Marcin Prokop kolejny raz udał się na wyjazd. Dla niego to chleb powszedni, więc raczej nie spodziewał się problemów. Gdy już wszedł do swojego pokoju, nieoczekiwanie stało się coś, co dla wielu gości hotelowych jest prawdziwym koszmarem. Marcin Prokop został bowiem przywitany przez zwierzę. Niby niewielkie, ale raczej niecieszące się powszechną sympatią. Chodzi bowiem o mysz! - Przyjeżdżam ja, proszę was, do hotelu, a tam w pokoju czeka już na mnie towarzystwo. Byłoby może i miło spędzić razem noc, ale po krótkiej wymianie uprzejmych spojrzeń, odprowadziłem jednak koleżankę do wyjścia - napisał na Instagramie prezenter Polsatu. Reakcje internatów były bardzo różne. Od przerażenia ("O matko!
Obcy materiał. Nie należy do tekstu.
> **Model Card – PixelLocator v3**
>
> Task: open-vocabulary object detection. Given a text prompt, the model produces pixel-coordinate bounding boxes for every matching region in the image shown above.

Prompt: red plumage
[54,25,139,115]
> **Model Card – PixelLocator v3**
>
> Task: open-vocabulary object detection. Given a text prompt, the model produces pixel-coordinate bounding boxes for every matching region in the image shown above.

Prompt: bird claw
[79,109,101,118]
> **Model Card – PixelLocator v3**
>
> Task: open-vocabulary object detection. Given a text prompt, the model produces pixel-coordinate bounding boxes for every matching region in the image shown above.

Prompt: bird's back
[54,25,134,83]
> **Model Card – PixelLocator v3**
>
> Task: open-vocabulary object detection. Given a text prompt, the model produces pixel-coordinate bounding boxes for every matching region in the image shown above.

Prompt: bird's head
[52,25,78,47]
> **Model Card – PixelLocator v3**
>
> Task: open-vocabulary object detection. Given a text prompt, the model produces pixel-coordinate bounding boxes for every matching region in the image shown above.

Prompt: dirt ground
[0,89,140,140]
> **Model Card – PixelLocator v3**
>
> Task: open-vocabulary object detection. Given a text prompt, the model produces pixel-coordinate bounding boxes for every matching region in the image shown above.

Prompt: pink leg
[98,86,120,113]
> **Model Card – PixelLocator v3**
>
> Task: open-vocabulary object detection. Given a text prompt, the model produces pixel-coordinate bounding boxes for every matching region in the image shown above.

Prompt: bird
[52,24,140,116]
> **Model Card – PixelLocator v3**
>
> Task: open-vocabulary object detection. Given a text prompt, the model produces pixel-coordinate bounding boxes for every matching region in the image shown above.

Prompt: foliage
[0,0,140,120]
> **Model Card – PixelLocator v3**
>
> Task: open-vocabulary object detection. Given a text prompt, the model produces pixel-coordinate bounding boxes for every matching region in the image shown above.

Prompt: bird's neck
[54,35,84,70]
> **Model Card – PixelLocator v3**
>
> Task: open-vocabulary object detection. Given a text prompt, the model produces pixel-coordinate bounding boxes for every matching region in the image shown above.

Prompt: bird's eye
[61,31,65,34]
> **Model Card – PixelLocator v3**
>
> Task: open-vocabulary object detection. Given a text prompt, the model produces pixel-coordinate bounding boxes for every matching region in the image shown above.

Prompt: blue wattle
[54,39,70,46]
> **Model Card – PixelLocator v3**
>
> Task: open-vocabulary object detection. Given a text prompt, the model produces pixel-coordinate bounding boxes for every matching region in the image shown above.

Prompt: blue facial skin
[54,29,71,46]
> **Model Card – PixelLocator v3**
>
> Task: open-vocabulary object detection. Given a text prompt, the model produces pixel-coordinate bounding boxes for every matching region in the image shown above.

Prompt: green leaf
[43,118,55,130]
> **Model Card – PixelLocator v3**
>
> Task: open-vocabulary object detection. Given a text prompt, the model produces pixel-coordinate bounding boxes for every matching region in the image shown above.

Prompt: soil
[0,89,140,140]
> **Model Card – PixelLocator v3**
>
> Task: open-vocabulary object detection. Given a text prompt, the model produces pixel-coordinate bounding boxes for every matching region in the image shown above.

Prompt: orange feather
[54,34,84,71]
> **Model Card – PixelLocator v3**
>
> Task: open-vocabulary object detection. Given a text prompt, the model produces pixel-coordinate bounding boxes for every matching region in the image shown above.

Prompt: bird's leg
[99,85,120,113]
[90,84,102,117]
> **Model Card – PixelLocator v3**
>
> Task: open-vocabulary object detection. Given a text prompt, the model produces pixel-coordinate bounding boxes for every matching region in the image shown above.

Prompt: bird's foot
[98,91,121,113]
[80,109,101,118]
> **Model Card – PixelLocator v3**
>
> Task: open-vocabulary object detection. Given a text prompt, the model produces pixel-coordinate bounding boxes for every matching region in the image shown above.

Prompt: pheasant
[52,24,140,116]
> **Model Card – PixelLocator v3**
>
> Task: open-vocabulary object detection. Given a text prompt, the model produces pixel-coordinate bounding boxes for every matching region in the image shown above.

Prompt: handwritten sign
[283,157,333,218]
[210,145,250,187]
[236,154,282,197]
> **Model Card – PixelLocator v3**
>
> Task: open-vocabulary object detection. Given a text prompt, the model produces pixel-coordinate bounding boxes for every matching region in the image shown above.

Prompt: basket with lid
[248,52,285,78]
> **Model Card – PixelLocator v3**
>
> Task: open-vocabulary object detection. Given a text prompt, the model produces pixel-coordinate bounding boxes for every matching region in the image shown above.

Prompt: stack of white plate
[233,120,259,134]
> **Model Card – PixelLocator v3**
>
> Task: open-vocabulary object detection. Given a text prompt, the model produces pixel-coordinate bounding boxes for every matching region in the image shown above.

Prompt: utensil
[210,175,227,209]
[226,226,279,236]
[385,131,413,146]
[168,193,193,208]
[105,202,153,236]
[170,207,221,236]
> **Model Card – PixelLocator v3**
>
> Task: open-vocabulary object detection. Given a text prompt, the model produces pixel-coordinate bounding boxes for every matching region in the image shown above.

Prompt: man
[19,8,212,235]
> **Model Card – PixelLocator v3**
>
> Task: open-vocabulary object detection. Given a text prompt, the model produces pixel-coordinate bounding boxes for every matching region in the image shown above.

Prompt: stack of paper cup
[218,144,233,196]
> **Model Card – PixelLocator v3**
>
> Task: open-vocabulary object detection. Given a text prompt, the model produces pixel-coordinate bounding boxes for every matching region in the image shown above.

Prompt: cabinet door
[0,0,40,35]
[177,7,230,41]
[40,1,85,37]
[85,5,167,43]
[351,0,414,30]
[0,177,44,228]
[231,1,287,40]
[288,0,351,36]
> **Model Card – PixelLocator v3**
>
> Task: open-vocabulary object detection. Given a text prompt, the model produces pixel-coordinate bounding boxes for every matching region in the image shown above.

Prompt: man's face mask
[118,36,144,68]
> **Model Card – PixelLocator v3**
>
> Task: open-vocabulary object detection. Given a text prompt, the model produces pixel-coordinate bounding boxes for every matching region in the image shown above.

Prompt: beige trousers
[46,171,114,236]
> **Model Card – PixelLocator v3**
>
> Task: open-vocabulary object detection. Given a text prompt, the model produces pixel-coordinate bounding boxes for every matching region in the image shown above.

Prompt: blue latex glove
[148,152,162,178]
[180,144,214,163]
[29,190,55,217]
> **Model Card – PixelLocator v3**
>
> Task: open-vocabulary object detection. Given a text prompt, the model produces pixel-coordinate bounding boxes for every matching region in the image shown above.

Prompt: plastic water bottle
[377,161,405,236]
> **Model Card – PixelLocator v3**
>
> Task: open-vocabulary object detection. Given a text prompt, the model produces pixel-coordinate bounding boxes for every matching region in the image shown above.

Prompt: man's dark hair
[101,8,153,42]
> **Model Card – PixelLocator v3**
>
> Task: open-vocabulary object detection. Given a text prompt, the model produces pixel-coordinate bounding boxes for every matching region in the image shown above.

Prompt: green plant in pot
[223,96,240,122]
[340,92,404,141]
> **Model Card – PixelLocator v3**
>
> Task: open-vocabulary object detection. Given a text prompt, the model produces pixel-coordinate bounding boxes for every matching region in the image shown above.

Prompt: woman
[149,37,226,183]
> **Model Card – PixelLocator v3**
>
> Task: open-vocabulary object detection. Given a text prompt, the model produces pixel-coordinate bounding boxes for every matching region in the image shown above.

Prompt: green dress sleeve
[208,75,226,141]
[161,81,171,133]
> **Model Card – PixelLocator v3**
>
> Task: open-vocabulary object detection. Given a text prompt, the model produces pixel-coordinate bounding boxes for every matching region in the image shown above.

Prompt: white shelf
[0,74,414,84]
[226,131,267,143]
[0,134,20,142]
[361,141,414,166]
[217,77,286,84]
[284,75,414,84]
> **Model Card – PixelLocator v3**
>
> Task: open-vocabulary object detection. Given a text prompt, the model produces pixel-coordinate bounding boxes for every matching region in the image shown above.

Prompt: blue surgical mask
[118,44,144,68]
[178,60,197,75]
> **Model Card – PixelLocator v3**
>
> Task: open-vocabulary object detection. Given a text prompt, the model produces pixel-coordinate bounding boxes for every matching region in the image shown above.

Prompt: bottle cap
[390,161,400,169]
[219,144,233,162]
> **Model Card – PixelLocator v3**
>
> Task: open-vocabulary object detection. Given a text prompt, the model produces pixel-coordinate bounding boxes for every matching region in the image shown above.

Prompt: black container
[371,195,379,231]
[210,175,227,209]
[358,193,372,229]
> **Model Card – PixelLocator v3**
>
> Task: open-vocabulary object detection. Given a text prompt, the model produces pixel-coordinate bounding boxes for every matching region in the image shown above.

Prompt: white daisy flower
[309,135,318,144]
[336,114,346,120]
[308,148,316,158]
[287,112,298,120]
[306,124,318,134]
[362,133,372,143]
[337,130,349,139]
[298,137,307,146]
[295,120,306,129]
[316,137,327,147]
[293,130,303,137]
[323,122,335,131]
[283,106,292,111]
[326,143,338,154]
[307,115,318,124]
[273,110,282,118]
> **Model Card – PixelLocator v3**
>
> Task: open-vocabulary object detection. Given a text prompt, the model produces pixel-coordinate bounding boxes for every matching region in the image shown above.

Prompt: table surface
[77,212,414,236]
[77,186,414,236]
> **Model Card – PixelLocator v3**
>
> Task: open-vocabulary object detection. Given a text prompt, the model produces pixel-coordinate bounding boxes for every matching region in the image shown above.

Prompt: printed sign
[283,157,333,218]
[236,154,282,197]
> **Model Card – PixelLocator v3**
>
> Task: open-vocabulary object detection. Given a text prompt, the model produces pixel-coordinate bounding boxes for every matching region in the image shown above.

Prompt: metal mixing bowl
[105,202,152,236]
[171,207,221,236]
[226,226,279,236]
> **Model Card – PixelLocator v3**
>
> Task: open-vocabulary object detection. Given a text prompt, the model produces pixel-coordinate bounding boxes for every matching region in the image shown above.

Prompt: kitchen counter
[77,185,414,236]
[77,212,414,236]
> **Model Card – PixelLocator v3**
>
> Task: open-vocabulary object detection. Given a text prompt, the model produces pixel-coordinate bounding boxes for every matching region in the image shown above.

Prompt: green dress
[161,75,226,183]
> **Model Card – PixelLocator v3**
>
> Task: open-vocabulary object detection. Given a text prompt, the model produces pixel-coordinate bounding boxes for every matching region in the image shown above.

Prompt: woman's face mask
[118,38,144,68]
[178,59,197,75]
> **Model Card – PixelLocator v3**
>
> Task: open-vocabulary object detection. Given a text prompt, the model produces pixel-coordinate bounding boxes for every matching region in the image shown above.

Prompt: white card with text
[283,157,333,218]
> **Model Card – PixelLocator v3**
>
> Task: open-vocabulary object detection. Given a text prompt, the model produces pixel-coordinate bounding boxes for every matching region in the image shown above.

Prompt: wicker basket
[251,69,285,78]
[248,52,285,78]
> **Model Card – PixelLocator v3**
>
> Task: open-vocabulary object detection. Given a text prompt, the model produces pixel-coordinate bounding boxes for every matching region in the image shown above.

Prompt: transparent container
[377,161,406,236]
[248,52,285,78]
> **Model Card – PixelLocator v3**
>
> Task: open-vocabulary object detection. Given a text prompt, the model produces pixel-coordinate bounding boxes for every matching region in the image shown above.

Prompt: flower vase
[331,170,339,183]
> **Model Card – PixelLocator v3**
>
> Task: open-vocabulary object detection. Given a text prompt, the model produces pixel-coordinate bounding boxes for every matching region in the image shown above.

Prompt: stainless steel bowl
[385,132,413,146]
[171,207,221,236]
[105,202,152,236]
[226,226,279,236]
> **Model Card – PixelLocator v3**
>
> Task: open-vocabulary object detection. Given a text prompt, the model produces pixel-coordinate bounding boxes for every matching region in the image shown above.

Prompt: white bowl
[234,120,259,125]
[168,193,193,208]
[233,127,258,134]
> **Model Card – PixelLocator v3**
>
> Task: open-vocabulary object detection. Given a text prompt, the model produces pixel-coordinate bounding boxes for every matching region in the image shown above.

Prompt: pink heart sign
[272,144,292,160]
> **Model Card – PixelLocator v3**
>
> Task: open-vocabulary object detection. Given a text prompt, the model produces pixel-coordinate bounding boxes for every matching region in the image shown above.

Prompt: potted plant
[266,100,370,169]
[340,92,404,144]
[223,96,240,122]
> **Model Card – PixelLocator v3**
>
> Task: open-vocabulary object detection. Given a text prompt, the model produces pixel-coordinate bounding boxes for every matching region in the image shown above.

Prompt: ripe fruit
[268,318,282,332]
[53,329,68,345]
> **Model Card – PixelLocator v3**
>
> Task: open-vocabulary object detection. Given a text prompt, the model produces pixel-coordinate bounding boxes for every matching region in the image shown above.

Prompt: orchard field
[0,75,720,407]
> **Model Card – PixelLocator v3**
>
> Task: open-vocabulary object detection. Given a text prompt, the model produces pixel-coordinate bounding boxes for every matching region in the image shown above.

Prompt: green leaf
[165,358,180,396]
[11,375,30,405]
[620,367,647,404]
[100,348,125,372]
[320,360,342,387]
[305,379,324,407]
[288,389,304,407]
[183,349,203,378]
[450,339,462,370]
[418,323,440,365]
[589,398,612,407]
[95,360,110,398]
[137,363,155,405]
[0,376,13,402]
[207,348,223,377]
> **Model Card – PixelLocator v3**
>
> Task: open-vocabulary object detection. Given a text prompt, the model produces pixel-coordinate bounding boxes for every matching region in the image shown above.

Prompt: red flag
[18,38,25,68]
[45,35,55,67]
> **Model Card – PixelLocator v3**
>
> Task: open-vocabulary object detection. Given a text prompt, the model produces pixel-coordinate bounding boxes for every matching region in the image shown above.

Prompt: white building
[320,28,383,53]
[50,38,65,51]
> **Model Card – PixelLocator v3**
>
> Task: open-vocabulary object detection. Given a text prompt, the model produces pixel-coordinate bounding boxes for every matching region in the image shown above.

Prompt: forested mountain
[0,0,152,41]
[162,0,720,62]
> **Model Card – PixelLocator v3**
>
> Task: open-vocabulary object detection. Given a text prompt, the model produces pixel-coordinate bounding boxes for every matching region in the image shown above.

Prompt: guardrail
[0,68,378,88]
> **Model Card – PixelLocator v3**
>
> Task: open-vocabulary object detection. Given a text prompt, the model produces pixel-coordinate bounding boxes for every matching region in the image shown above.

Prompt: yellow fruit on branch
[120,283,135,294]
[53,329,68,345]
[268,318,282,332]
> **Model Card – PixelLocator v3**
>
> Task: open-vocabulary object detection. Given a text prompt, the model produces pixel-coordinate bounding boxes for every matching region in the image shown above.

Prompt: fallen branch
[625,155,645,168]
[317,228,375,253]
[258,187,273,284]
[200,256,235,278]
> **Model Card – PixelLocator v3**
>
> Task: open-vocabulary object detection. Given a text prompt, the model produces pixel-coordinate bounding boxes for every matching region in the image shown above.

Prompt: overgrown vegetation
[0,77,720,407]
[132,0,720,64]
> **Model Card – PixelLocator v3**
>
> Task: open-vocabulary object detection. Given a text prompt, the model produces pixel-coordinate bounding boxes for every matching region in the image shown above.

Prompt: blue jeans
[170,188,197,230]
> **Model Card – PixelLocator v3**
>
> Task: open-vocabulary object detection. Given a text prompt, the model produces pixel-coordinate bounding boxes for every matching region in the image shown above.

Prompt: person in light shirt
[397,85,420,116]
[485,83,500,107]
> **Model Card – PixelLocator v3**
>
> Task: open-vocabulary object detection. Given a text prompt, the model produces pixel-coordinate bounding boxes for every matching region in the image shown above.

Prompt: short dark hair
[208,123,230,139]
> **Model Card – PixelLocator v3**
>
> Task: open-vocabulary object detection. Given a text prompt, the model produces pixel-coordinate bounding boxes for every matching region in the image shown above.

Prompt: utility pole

A w jakim to kraju jeśli można spytać? Ja bym już tam nie zasnęła!") przez wyrazy współczucia dla... myszy ("Biedna, musiała się nieźle przestraszyć, widząc wielkoluda") aż do zazdrości ("Ileż kobiet chciałoby być tą myszką").
Nie przegap: Prokop padł na kolana przed Wellman. "To są oświadczyny roku" [WIDEO]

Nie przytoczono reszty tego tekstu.